スラム・ダンク、レベルE (1/5 ×2)


 まだ井上さんが成合さんだった頃に、他の人の脚本でやってた「カメレオン・ジェイル」って漫画がなんか好きで。ラスト前3回めまでは別に可もなく不可もなく。って感じで普通に読んでたんだけど、最後の2回が無性に好きで。

 その直前まで「ウォーキング・マドンナ」(だったかなぁ。さすがに確信がない)っていう全6回(くらい。たぶん)から成る作中最も長いストーリーが続いてて、位置づけ的にもメインっつーかクライマックスなんですよ。で。なんか最後の最後に消化試合みたく前後編の2回から成る「泣かないDaddy」(これはたぶん合ってる)って小品があって、おしまい。つーか打ち切り(これはたぶんどころじゃなく確実・笑)。


 けどその終り方が当時のぼくには新鮮で。まだジャンプのリアル・タイムのやつ以外に他の漫画なんて何一つ知らない頃だし、そういう中であの終り方は確かにちょっと普通じゃなかった。「ウォーキング・マドンナ」であと2回ひっぱってどーんと終ればきっとぼくも気に止めなかったろうし、それがいわゆる王道っつーか。大往生にせよ打ち切りにせよ、ぼくの知る限り漫画は「そういうふうに」終るはずのものだった(それは別に昔に限った話じゃなくて。今だって大半はそうだし、テレビ・ドラマとかにも通用する構造)。

 この作品で知った「最後にちょっとした小話を置いてゆっくりと終了」という終り方と、その余韻の心地良さ(要するに後戯だ・笑)っていうのが、一見どうでも良さそうで(ぼく自身「カメレオン・ジェイル」が物凄い傑作。とはやっぱり思えないし)けれど、ぼくの嗜好をけっこう大きく決定づけた印象が個人的にあって。「幽遊白書」のどこが好き? って言われて真ッ先に「ダントツで19巻」て答えるのも、遡れば発端はここだと思う。「花咲ける青少年」のルマティの演説シーンは何回読んでも泣けるし名実ともに最高の見せ場だと思うけど、そのうえでぼくが「花咲ける」を愛して止まないのもやっぱり同じで、最後の最後で伏兵・ツァオが予想外の反旗を翻す件で「うわぁーこうくるか」っていう。初読んときに経験した裏切られ方がとても気持ち良かったって部分が大きい。

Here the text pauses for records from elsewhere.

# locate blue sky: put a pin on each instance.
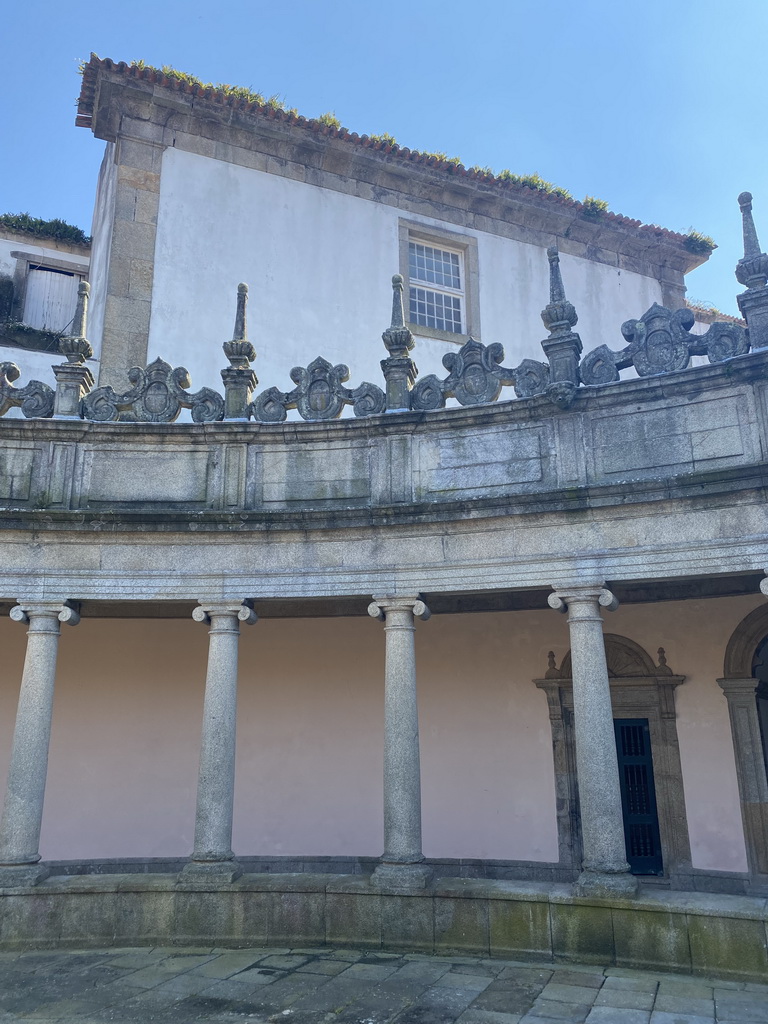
(655, 107)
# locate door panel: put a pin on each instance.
(638, 796)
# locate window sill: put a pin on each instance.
(429, 332)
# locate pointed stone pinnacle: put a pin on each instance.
(752, 245)
(752, 270)
(240, 351)
(556, 290)
(75, 346)
(559, 315)
(241, 326)
(398, 313)
(79, 325)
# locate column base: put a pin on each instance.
(12, 876)
(608, 884)
(219, 870)
(401, 878)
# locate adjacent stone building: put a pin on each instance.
(537, 767)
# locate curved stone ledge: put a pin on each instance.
(696, 434)
(681, 932)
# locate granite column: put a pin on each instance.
(605, 871)
(23, 811)
(213, 824)
(401, 863)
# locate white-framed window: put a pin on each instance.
(436, 287)
(50, 297)
(45, 289)
(441, 282)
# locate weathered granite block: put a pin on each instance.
(88, 918)
(142, 916)
(652, 940)
(353, 920)
(728, 946)
(297, 918)
(519, 929)
(408, 922)
(30, 920)
(581, 932)
(209, 916)
(461, 925)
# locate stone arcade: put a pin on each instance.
(556, 792)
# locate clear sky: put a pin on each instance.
(655, 105)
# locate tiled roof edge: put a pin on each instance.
(85, 116)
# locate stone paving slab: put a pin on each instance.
(323, 985)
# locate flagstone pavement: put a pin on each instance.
(349, 986)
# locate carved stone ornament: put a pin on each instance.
(320, 394)
(158, 395)
(476, 377)
(35, 400)
(660, 343)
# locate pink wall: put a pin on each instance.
(126, 731)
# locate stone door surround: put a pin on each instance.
(739, 687)
(639, 688)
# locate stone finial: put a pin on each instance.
(753, 272)
(397, 338)
(664, 669)
(753, 269)
(240, 351)
(240, 380)
(563, 347)
(398, 369)
(74, 379)
(559, 315)
(398, 312)
(75, 347)
(241, 325)
(752, 245)
(551, 672)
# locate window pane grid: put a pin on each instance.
(443, 312)
(434, 266)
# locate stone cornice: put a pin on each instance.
(122, 102)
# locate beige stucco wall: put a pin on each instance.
(124, 748)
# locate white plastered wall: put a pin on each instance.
(34, 366)
(318, 264)
(127, 717)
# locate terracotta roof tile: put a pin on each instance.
(88, 94)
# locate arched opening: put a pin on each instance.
(643, 700)
(744, 683)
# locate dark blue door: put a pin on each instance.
(638, 796)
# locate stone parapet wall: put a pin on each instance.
(634, 440)
(692, 934)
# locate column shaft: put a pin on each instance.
(604, 867)
(23, 811)
(213, 822)
(401, 862)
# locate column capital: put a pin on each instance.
(391, 602)
(26, 611)
(240, 609)
(565, 597)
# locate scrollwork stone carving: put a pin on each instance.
(158, 395)
(320, 394)
(660, 342)
(35, 399)
(476, 377)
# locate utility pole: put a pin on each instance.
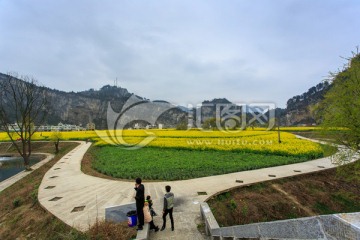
(278, 123)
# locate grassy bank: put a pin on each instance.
(22, 217)
(175, 164)
(301, 196)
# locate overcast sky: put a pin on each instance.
(181, 51)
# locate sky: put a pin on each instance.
(184, 52)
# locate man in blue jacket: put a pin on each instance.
(168, 207)
(140, 199)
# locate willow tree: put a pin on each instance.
(23, 107)
(341, 109)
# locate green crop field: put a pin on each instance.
(174, 164)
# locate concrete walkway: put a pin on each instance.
(79, 199)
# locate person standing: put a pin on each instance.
(140, 199)
(148, 218)
(168, 207)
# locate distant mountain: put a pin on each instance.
(91, 106)
(298, 108)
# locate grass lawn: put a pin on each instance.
(318, 193)
(175, 164)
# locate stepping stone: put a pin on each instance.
(202, 193)
(78, 209)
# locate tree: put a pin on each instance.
(341, 104)
(341, 108)
(23, 107)
(55, 138)
(209, 123)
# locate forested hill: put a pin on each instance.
(298, 108)
(81, 108)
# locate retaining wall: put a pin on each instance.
(336, 226)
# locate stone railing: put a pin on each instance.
(336, 226)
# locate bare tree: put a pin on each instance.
(55, 138)
(23, 107)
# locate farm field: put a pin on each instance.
(176, 155)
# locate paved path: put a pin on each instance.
(79, 199)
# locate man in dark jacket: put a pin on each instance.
(168, 207)
(140, 199)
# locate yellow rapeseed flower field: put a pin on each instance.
(259, 141)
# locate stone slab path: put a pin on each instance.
(79, 199)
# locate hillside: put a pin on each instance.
(92, 105)
(298, 108)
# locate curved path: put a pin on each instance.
(79, 199)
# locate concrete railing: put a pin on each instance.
(336, 226)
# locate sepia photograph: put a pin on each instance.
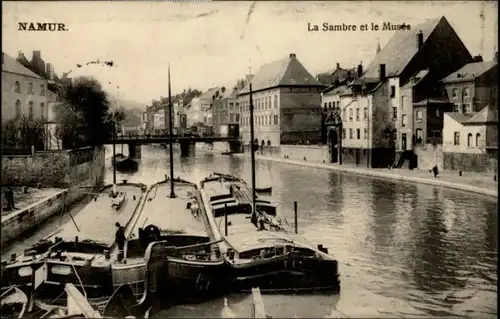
(249, 159)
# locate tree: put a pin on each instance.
(84, 114)
(23, 132)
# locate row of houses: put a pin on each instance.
(31, 88)
(423, 88)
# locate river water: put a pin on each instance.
(404, 250)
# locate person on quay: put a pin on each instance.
(120, 240)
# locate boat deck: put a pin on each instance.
(171, 214)
(97, 220)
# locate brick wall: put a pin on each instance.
(471, 162)
(300, 117)
(82, 167)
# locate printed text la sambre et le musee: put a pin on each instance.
(386, 26)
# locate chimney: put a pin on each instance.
(50, 71)
(248, 78)
(360, 70)
(478, 58)
(37, 55)
(382, 72)
(420, 39)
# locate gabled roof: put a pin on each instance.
(469, 72)
(487, 115)
(13, 66)
(459, 117)
(288, 71)
(208, 94)
(341, 90)
(401, 49)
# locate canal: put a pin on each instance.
(405, 250)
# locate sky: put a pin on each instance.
(210, 44)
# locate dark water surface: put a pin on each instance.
(404, 250)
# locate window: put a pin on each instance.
(456, 140)
(18, 108)
(404, 120)
(466, 93)
(419, 135)
(30, 110)
(419, 116)
(467, 108)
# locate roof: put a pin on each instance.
(288, 71)
(459, 117)
(400, 49)
(431, 100)
(208, 94)
(341, 90)
(13, 66)
(487, 115)
(469, 72)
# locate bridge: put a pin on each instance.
(186, 142)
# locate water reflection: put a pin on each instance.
(404, 249)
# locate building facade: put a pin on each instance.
(473, 86)
(287, 105)
(226, 110)
(470, 141)
(403, 81)
(24, 93)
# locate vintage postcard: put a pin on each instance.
(263, 159)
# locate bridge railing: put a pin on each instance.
(161, 136)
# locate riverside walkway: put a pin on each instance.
(470, 182)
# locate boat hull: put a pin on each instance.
(293, 274)
(173, 277)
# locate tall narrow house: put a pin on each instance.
(287, 105)
(403, 79)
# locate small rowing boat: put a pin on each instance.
(14, 302)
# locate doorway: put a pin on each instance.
(403, 141)
(333, 141)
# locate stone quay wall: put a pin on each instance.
(25, 219)
(77, 171)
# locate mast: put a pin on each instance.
(170, 140)
(114, 152)
(252, 150)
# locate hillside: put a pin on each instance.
(133, 110)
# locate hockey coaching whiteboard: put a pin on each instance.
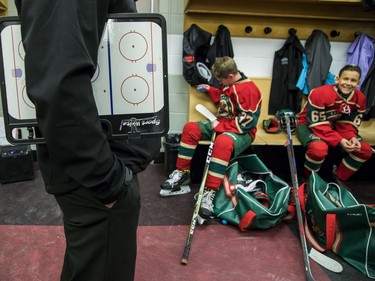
(130, 84)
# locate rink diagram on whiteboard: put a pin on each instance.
(128, 78)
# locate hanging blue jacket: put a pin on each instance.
(302, 80)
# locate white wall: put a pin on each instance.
(253, 56)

 「幽遊白書」終盤の画面の荒れは、子供心に「うわっ。な、何事?」と思わせるに十分な危なっかしさだったけど、富樫義博の真骨頂である「省略の技法」が確立された(されつつあった)この頃から急激に読むのが楽しくなっていった思い出がある。消費物として読み流すぶんには「ん? え?」って勿論なるんだろうけど、正視して取っ組み合って読むうちにミッシング・ピースがかちっ。とハマったときの快感。それを教えてくれたのが天下一武道会終了後の「幽遊白書」の、画面の白さを補って余りある新しい形の魅力だった。

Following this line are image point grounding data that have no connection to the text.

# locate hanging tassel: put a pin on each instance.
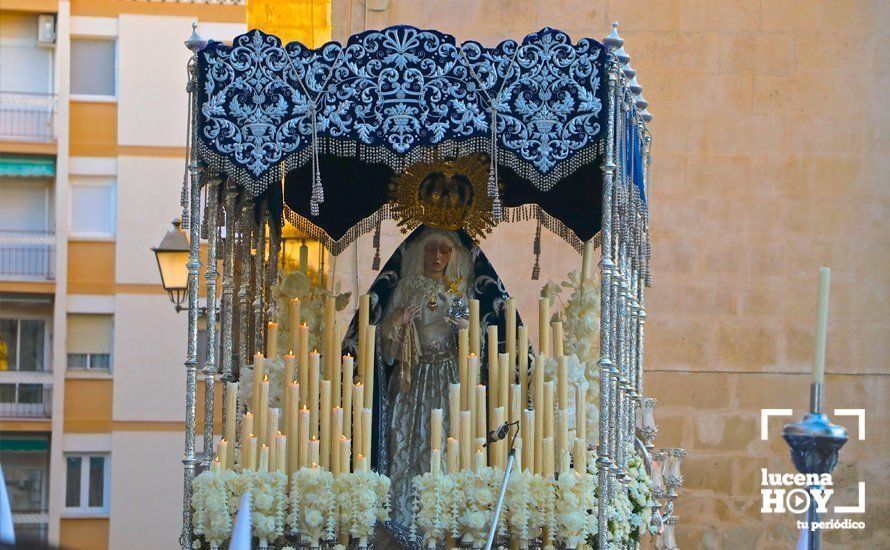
(536, 270)
(375, 265)
(317, 189)
(493, 169)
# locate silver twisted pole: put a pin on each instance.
(603, 461)
(244, 313)
(194, 43)
(228, 287)
(212, 276)
(259, 270)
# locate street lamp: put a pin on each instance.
(172, 255)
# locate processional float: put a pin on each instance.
(406, 124)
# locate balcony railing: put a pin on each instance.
(26, 394)
(31, 528)
(26, 255)
(31, 403)
(27, 116)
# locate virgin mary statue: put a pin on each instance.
(419, 302)
(419, 340)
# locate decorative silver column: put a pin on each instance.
(194, 43)
(603, 461)
(228, 288)
(212, 276)
(244, 314)
(259, 269)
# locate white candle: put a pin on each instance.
(328, 344)
(249, 457)
(281, 453)
(510, 333)
(558, 350)
(367, 432)
(454, 391)
(821, 326)
(222, 454)
(272, 425)
(435, 461)
(303, 357)
(264, 459)
(475, 342)
(452, 450)
(325, 414)
(348, 364)
(523, 365)
(257, 379)
(562, 381)
(494, 376)
(294, 323)
(481, 414)
(587, 262)
(368, 377)
(246, 432)
(263, 412)
(272, 340)
(314, 374)
(463, 350)
(436, 429)
(313, 452)
(231, 415)
(358, 397)
(466, 439)
(304, 438)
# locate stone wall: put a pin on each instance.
(770, 160)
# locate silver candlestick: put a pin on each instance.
(815, 443)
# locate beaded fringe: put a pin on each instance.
(257, 185)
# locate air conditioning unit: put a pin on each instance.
(46, 31)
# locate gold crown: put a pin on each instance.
(448, 194)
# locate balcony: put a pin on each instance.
(26, 394)
(27, 116)
(27, 255)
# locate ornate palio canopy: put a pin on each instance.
(342, 120)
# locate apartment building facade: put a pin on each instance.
(92, 142)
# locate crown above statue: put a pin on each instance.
(446, 193)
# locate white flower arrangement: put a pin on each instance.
(312, 297)
(542, 492)
(268, 501)
(313, 505)
(575, 507)
(518, 503)
(212, 515)
(477, 493)
(434, 507)
(274, 369)
(639, 491)
(363, 499)
(581, 321)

 井上さんになった成合さんは「ゴメンなさい桜木君」の名イントロダクションとともに傑作「スラム・ダンク」の幕を開け、そこからはもう開花としか言い様のない加速度的な進化を遂げる。小気味良いギャグとテンポに裏打ちされた「ハイスクール青春スポーツ群像」として始まったかの傑作は、やがてその土台を踏襲しつつも軽々と飛び越え、芸術に化けた。漫画にサイレントの技法を持ち込んだのはおそらく井上雄彦がパイオニアではない(と思う)が、あのレヴェルまで高めた殊勲はやはり彼の手中に収まるべきだし、そういうのを差し引いてもぼくらの世代が初めて触れる画期的な映像美だった。「戻れっ! センドーが狙ってくるぞ!」 静寂の世界に最初の音が落ちる瞬間を、あのときぼくらは確かに見た。

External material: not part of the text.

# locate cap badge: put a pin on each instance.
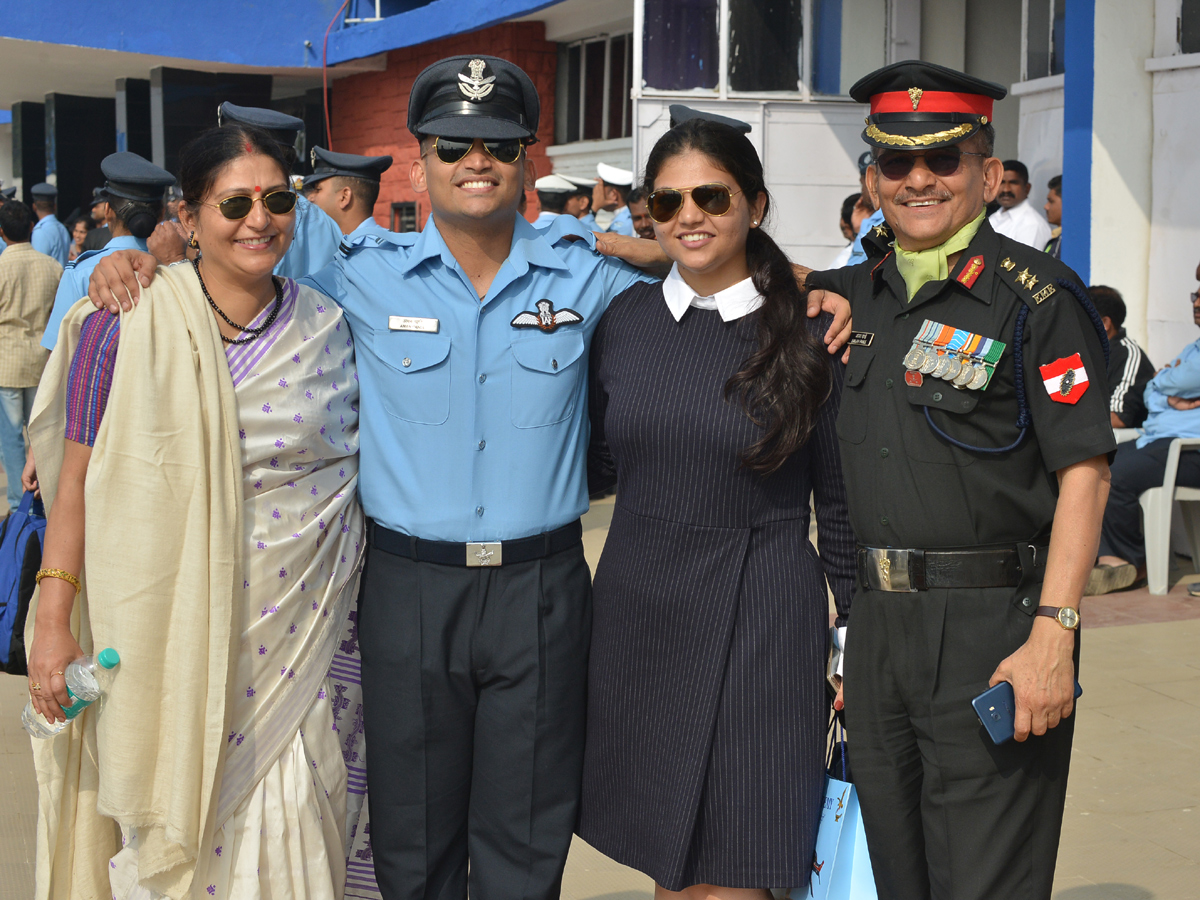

 山王戦に漲る90年代最高のダイナミズムについてはあえて触れるまでもない。

 個人的にはメガネ君の3Pがネットに吸い込まれると同時にフラッシュ・バックするあの瞬間がいちばん好きです。あとやっぱり笑いの要素が最後の最後の直前まで手を抜かれず冴え渡っていたこと(あの流れの中で「北沢」って書けるのを見てこの人は超絶だ。と思った)とか、湘北ベスト5+補欠要因メガネ君。が出揃って以降も安田とか角田がちゃんと画面内にいつづけたのも大きいと思う。神奈川ベスト5に神が入ってたのもそう。設定が行き届いてるというか、主観と客観が常に両立されてて隙がない。


 「レベルE」は作品論を据え置いて、まず連載形式でジャンプ史上に大きな楔を打ち込んだ点で特筆されるべき偉業だと思う。萩原一至が一歩手前ぎりぎりで存命し、桐山光侍が哀れ藻屑と消えた「鉄壁要塞」ジャンプの牙城を切り崩したのは間違いなく富樫義博だ。おかげでぼくはそれまで知らなかった「待つ苦しみ」を知ることになったが、その見返りに得られる「レベルE」の圧倒的な面白さを前にしてとても文句など言う気になれない。

 最後の最後で余興程度に付けられるまで名前という初期装備すら与えられない主人公(欲を言えば最後まで称号だけで貫き通ってほしかった。というのが本音ですが)。極限まで圧縮された超高密度の情報量。見開き2ページに延々と王子の日記が文字のみで展開されるありえなさ。「幽遊白書」中〜終盤で萌芽した省略技法の完成形。富樫義博の真骨頂は間違いなくここにある。「Hunter×Hunter」の序盤でそれを少し和らげ、わかりやすい方向へ持ち直したかと思いきや、やっぱり幻影旅団とかグリード・アイランドでああいうふうに「回帰」したのは殆ど必然だと思う。